あまりにショックで、背もたれに沈みこんだ体を起こすことができなかった。
テーブルをはさんだ向かいに座った尚人は、天板に視線を落としたまま動かない。話す間もずっと、結月と目を合わせなかった。
「結月が調査を始めてから、ずっと不安だった。結月がSDカードのことにたどり着くんじゃないかって」
尚人は結局、SDカードを処分することができなかった。またこれがだれかの手に渡る可能性を考えると、怖くて手放せなかったのだ。初期化した上で燃やしたり、粉々に切り刻むことも考えたが、それでも復元されたら? と不安は尽きず、結局手元に残しておくのが一番安心できると判断した。

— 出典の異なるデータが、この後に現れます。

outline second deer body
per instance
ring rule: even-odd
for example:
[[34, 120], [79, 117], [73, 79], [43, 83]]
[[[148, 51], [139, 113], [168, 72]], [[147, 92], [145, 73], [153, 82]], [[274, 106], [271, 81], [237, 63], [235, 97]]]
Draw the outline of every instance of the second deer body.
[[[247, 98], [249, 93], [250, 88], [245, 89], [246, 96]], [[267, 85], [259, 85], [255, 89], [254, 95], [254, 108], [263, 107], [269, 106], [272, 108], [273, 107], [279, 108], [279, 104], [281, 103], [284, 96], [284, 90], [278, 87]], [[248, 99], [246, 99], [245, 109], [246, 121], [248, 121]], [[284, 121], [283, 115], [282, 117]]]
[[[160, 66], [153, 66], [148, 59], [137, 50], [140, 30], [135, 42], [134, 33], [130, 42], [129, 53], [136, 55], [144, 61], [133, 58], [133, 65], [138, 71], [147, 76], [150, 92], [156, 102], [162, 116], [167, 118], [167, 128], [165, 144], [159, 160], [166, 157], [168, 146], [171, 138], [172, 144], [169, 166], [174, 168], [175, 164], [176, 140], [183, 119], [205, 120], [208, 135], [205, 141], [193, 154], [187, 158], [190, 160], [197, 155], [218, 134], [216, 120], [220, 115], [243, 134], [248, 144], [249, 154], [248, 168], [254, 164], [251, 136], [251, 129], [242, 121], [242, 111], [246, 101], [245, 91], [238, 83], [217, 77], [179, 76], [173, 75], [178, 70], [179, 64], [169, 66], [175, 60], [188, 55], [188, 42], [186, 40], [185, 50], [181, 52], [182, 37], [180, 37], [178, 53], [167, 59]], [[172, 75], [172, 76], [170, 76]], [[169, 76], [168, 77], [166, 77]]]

「週刊誌が発売される二、三週間前に勇から突然、電話があったんだ。SDカードはどうしたって。ずっとしまってあるって答えたら、そのまましまっとけって言われた」
SDカードは今の部屋に引っ越してきてから、他の荷物と一緒にダンボールにまとめてあった。クローゼットの上の方にあって、尚人のものしか入っていないから、結月も触れたことのない箱だ。
「なにがあったのかは教えてくれなかった。けど、少なくともなにも知らない僕が持ってるよりは役に立つと思って、SDカードを勇に送った。どうつながるのかはわからないけど、あの報道と関係あるんでしょ?」
どうやら尚人はSDカードの中で勇が『霧中』を弾いていることには気づいていないらしい。もしかしたら、九年前に一度見たきりなのかもしれない。
「でも、どうしてあいつがうちに来たの? 本当に結月がSDカードを持ってるの?」
結月はうなずき、これまでのことをざっと説明した。
尚人はテーブルの上で頭を抱えうずくまり、うなるようにつぶやく。
「あいつ、やっぱりコピーをとってたんだ」
他人を脅迫するような人間が、たった一曲と交換しただけで、おいしいネタをみすみす手放すはずがない。尚人もその可能性には気づいていたが、考えないようにしていたらしい。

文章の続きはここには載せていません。